Avec la censure du gouvernement Barnier, l'économie française plonge dans une nouvelle période d'incertitude et de confusion, quelques mois à peine après la dissolution de l'Assemblée nationale, en juin dernier. Cela « laissera incontestablement des traces », mais elles « doivent être les moins profondes possibles », a immédiatement réagi le président du Medef, Patrick Martin.

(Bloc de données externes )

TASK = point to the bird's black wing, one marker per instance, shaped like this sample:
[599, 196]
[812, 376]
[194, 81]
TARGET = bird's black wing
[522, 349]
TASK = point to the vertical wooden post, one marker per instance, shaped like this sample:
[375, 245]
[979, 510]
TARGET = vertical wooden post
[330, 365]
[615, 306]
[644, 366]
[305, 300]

Dans la nuit de mercredi à jeudi, l'agence de notation Moody's a, elle aussi, mis en garde. « Cet événement est négatif pour le crédit de la France », a-t-elle alerté. Cela « réduit la probabilité d'une consolidation des finances publiques » du pays car « un nouveau Premier ministre a des chances de faire face aux mêmes difficultés que Michel Barnier ». Avec la censure, le projet de budget pour 2025 est compromis. Selon Eric Heyer, directeur du département analyse et prévision de l'OFCE, « il y a un risque que l'incertitude aille grandissante, ce qui pèsera sur l'investissement, l'emploi et la consommation ».
Certains conjoncturistes commencent déjà à revoir à la baisse leurs prévisions de croissance pour 2025. La crise politique récente a ainsi conduit l'économiste d'Allianz Trade, Maxime Darmet, à réduire son objectif de 0,2 point. « Il est difficile d'envisager une croissance supérieure à 0,7 % désormais », affirme-t-il. Selon lui, le scénario d'une récession technique en France ne peut plus être écarté.Charles-Henri Colombier, directeur de la conjoncture chez Rexecode, est sur la même ligne. « Le risque de voir le PIB se replier légèrement au quatrième trimestre 2024 n'est pas négligeable, et cette tendance pourrait se prolonger au premier trimestre 2025 », estime l'expert, qui a ramené de 0,7 % à 0,5 % sa prévision pour l'an prochain.Climat déjà morose
Cette nouvelle secousse politique intervient dans un climat économique déjà attentiste et morose. Depuis plusieurs mois, les entreprises souffrent d'une conjoncture dégradée. Dans l'industrie, la production a quasi stagné en octobre, selon l'Insee. Alors que les carnets de commandes peinent à se remplir, le taux d'utilisation des capacités de production est tombé à 75 %, soit son niveau le plus bas depuis 2010.Sans visibilité sur le plan politique, deux PME sur trois ont prévu de reporter ou même d'annuler leurs projets d'investissement dans l'Hexagone, selon le baromètre Bpifrance Le Lab-Rexecode. De même, près d'un investisseur étranger sur deux a réduit la voilure sur le territoire, d'après EY.
« Ce qui est préoccupant, c'est le risque de défiance envers la France. Les projets annulés ne seront pas rattrapables », prévient Charles-Henri Colombier. Qui plus est, la consommation des ménages est, elle aussi, loin de la reprise espérée. Dans le flou sur ce qui les attend, notamment sur le plan fiscal, le moral des Français décline au lieu de remonter comme espéré, ce qui les conduit à épargner.
L'économiste de l'OFCE Raul Sampognaro a évalué l'impact de l'incertitude politique sur l'économie française. Selon ses calculs, le coût pour la croissance pourrait être de 0,1 point cette année et 0,3 point en 2025 « en raison notamment de l'affaiblissement de l'investissement privé ». « La censure du gouvernement Barnier pourrait amplifier ce choc si elle devait accroître l'incertitude, ce qui n'est pas certain », ajoute-t-il.